Journal of virology, Volume 82, Issue 13, p.6109-19 (2008)

Keywords:

2008, Amino Acid Sequence, Blotting, Western, Cell Line, Center-Authored Paper, Cloning, Molecular, DNA Primers, Electron Microscopy Core Facility, Gene Products, env, Gene Products, gag, Genomics Core Facility, Humans, Microscopy, Electron, Transmission, Molecular Sequence Data, mutagenesis, Mutation, Scientific Imaging Core Facility, Spumavirus, Virus Assembly

Abstract:

Foamy viruses (FVs) assemble using pathways distinct from those of orthoretroviruses.

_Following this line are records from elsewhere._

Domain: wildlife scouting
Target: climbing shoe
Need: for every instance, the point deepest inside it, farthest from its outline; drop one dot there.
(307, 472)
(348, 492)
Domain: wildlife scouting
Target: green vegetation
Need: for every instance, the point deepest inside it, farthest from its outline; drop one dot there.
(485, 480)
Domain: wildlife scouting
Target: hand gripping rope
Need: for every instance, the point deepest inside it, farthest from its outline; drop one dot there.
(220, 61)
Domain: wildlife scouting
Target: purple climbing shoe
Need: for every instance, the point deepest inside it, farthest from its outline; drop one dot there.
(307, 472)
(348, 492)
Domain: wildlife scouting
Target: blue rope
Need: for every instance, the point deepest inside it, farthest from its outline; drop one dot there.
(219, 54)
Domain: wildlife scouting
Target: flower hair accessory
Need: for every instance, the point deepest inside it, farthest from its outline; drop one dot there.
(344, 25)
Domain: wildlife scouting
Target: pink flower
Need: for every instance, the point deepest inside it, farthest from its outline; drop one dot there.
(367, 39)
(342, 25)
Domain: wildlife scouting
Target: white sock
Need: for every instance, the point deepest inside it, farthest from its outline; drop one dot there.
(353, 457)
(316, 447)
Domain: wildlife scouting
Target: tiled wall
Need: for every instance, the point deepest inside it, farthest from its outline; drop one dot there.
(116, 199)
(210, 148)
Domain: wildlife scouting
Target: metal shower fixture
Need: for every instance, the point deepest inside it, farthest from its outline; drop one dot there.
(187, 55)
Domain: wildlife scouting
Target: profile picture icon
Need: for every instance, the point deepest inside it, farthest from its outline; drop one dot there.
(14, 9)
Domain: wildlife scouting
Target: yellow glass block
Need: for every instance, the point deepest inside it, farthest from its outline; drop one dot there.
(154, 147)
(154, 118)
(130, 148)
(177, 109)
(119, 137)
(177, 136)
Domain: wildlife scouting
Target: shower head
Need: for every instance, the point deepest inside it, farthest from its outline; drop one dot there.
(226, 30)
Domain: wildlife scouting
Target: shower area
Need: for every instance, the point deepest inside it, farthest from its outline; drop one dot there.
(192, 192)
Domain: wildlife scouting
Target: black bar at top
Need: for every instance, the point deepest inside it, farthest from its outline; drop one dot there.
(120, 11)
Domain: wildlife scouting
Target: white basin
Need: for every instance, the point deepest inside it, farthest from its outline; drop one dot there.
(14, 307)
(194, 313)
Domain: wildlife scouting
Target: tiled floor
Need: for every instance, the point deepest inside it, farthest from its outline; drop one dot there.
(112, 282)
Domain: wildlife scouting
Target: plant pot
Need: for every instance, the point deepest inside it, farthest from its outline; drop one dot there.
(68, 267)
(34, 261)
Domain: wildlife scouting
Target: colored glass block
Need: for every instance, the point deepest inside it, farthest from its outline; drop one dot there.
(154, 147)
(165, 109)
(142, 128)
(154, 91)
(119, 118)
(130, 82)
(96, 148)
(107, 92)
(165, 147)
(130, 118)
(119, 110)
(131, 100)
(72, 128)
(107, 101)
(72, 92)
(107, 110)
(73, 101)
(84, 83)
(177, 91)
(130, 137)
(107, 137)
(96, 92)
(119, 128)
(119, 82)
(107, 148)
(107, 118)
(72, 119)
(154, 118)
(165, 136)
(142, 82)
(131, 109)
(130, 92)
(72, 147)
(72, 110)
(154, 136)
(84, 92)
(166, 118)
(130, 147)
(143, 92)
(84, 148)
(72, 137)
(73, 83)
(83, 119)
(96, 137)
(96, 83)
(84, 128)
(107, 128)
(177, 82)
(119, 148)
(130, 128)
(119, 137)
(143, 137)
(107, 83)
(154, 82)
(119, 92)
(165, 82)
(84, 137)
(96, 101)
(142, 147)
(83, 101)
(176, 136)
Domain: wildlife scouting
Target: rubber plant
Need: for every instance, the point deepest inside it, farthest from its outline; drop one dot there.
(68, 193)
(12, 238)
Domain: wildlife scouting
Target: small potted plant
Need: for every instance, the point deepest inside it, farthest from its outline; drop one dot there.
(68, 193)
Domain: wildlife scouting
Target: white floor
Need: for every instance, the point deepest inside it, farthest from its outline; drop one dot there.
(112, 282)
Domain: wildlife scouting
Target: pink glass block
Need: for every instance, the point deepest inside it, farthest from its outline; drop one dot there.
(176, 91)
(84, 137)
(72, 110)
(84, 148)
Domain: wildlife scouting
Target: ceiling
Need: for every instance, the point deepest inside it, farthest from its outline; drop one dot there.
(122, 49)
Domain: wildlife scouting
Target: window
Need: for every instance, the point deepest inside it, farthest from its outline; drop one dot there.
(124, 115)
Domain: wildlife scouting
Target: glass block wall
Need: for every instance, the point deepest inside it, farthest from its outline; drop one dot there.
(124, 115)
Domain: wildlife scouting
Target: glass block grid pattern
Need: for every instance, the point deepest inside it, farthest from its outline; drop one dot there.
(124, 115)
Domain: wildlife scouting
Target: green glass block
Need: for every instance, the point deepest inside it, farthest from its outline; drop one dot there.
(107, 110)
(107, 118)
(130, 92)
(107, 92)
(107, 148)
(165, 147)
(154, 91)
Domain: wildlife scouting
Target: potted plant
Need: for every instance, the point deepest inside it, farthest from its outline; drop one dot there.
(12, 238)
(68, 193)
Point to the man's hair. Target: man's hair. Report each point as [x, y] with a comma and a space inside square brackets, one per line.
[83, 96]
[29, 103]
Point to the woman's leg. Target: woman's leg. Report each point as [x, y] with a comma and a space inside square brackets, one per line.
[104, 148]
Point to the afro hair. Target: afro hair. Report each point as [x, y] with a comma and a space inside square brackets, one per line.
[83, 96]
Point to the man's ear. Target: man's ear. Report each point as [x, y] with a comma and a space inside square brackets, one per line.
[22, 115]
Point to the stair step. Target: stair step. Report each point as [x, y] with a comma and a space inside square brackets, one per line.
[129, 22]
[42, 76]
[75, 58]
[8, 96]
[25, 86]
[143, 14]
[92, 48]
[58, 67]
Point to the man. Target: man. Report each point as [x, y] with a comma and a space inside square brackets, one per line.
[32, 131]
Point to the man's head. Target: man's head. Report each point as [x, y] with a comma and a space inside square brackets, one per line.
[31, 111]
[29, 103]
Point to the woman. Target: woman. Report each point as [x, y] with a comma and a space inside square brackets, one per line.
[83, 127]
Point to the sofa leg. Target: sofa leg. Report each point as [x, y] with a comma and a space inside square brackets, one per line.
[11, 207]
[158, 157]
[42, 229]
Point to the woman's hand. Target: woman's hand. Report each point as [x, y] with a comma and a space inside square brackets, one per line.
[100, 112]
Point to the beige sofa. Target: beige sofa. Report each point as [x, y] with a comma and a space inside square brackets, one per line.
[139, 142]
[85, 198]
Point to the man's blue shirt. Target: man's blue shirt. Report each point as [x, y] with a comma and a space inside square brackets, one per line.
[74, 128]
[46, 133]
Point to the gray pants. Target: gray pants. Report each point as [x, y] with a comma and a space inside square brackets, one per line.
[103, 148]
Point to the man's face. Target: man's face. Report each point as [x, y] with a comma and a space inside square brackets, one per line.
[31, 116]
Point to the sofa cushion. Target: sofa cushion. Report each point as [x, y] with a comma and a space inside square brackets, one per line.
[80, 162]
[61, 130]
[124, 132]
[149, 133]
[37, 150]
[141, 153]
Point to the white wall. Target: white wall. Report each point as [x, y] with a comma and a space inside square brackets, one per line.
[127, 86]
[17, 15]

FV capsid assembly takes place near the host microtubule-organizing center (MTOC). Assembled capsids then migrate by an unknown mechanism to the trans-Golgi network to colocalize with the FV glycoprotein, Env. Interaction with Env is required for FV capsid egress from cells; the amino terminus of FV Gag contains a cytoplasmic targeting/retention signal that is responsible for targeting assembly to the MTOC. A mutant Gag was constructed by addition of a myristylation (M) signal in an attempt to target assembly to the plasma membrane and potentially overcome the dependence upon Env for budding (S. W. Eastman and M. L. Linial, J. Virol. 75:6857-6864, 2001). Using this and additional mutants, we now show that assembly is not redirected to the plasma membrane. Addition of an M signal leads to gross morphological defects. The aberrant particles still assemble near the MTOC but do not produce infectious virus. Although extracellular Gag can be detected in a pelletable form in the absence of Env, the mutant particles contain very little genomic RNA and are less dense. Our analyses indicate that the amino terminus of Gag contains an Env interaction domain that is critical for bona fide egress of assembled capsids.